Arndt

Adam Adach

22 Jan - 14 Feb 2008

Adam Adach, Industrial Destruction of Documents, 2007, oil on canvas, 180 x 200 cm / 70.87 x 78.74 inch
Arndt & Partner are delighted to present Adam Adach's first German solo show "Cheap History" in Berlin.

Please join us for the opening on Saturday, 19 January 2008 from 6 to 8pm.

Adam Adach’s paintings seem eerily timeless. We gaze at moments of condensed stillness that are overlaid with a silvery veneer of melancholy. Inevitably, we are reminded of old photographs or movie sequences, in which the passage of time is revealed through scratches and marks, although it is difficult to determine when exactly they were produced. No matter how hard we try to decipher the signs, they frequently remain hidden, refusing to yield their secrets. Similarly unapproachable, aloof and estranged, Adach’s figures gaze past the viewer into a profoundly empty distance.

In a portrait series from 2007, each picture depicts a single sitting or standing individual, whose name provides the title of the work. The life-size portraits show people in seemingly private, unobserved moments of self-absorption. They appear isolated, though they are united as a group by the “and” in the paintings’ titles. “And Eva, “And Julia,” “And Agnies,” “And Bob,” we read. However, what actually unites them much more is their pose. They appear insecure, unstable, full of doubt. What is going on in their minds? Ewa, wearing a suit jacket, arms crossed in front of her chest and eyes closed, seems lost in a private reverie; looking sad and wistful, Agnies gazes to the side, a half-empty bottle at her feet; Julia, her pigeon-toed pose betraying indecision, clutches a cell phone in her right hand as she stares into the distance; Bob is perched on a radiator, his back to the window, taking a drag from a cigarette, tense and pensive. Adach uses rapid, dynamic brushstrokes to render these figures. While their contours are clearly delineated, their surroundings seem to dissolve into agitated lines. The world around them is in motion, yet they appear frozen in static poses. Who are these people? Their names suggest they might be Polish, like the man who painted them.

The artist’s native Poland has been undergoing rapid societal and political transformation since the breakdown of the Communist system. This state of flux is clearly reflected in Adach’s most recent works; the poses depicted in these portraits, in particular, reveal uncertainty and doubt in the face of the new and unfamiliar. Works such as the diptych All the small towns: Leszno, Suwalki (Year??) subtly refer to Poland’s difficult relationship to its past and the reawakening of nationalism. Adach cleverly draws on the leaden past and the ever-changing present to piece together a hybrid post-modern reality. The artist sees Poland with both the intimately familiar eye of a native son and the detached gaze of an outsider, as he moved to France directly after the fall of the Iron Curtain to study art, and has only recently begun commuting between Paris and Warsaw.
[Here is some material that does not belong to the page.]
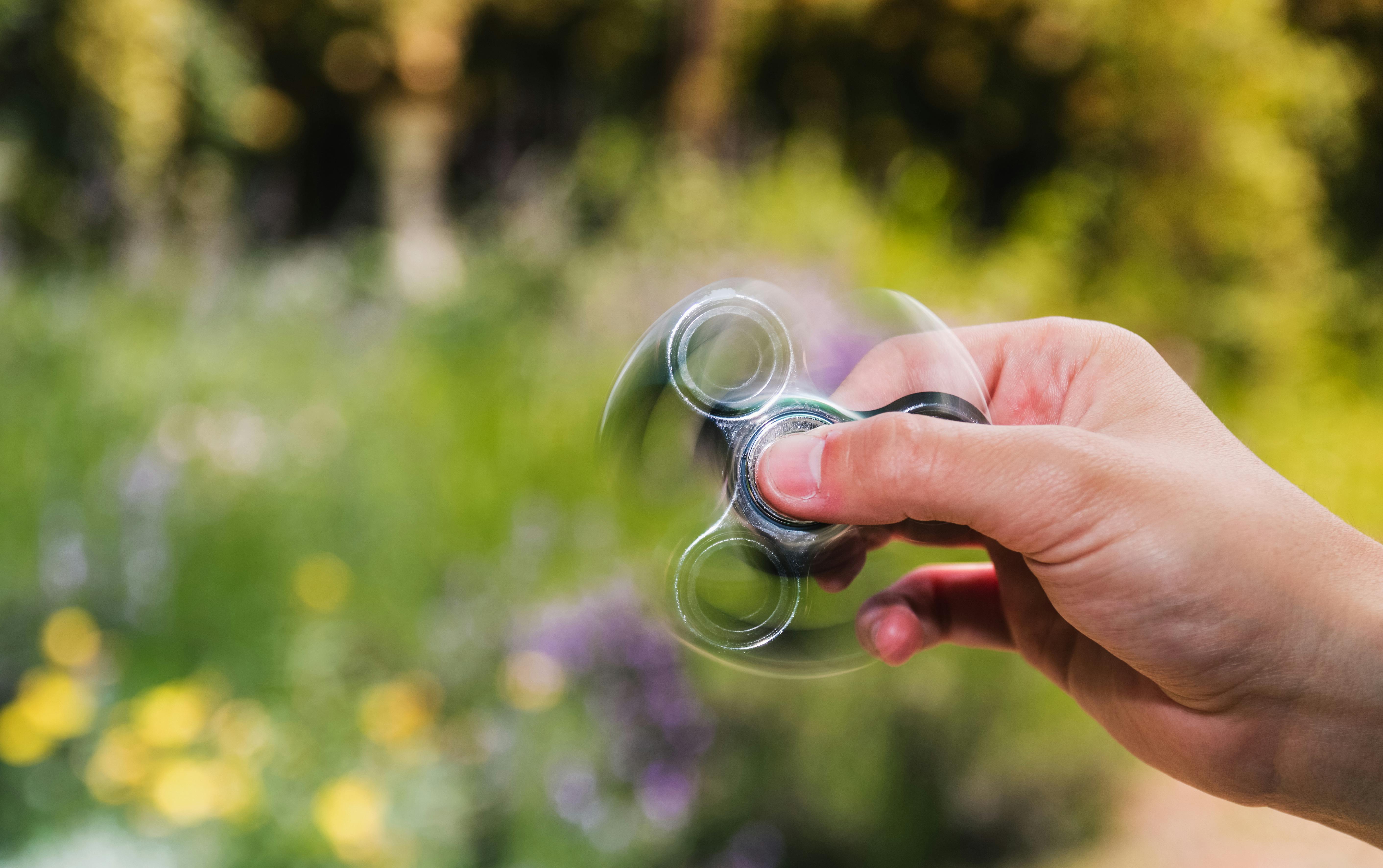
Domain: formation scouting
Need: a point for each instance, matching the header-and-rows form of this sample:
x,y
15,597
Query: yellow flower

Adach draws on both old photographs or newspaper clippings he finds at flea markets and his own contemporary photographs as source material for his paintings. Thus all his images have been filtered through the lens of a camera. Though his compositions are based on photographs, their rendering is decidedly painterly. Much like the early Gerhard Richter, he makes conscious use of distancing elements in his painting and thus accords a dimension of permanence to these fleeting moments in time. In Cheap History (Year??), for example, Adach selects – with the practiced eye of a professional flâneur – a random detail view of a flea market stand. The array of wares is a motley assortment, with rubber boots, books and irons side by side. But right in front, almost inconspicuously, there is a black emblem with the imperial eagle and a swastika, and among the books in the background we can, upon closer inspection, make out a history book and a publication on Pope John Paul II. This apparently random arrangement is not simply a reference to the mindless selling off of history; Adach is telling us here about the dangerously heterogeneous interest groups in contemporary Polish society, in which ultranationalists and religious conservatives are increasingly gaining a foothold and holding back the country’s integration into a multicultural Europe.
Adach is no political activist, however. He is rather a quiet, sensitive observer, a traveler in time who manages to distill collective tendencies, dreams and moods into brief moments and give them a frame that transcends time.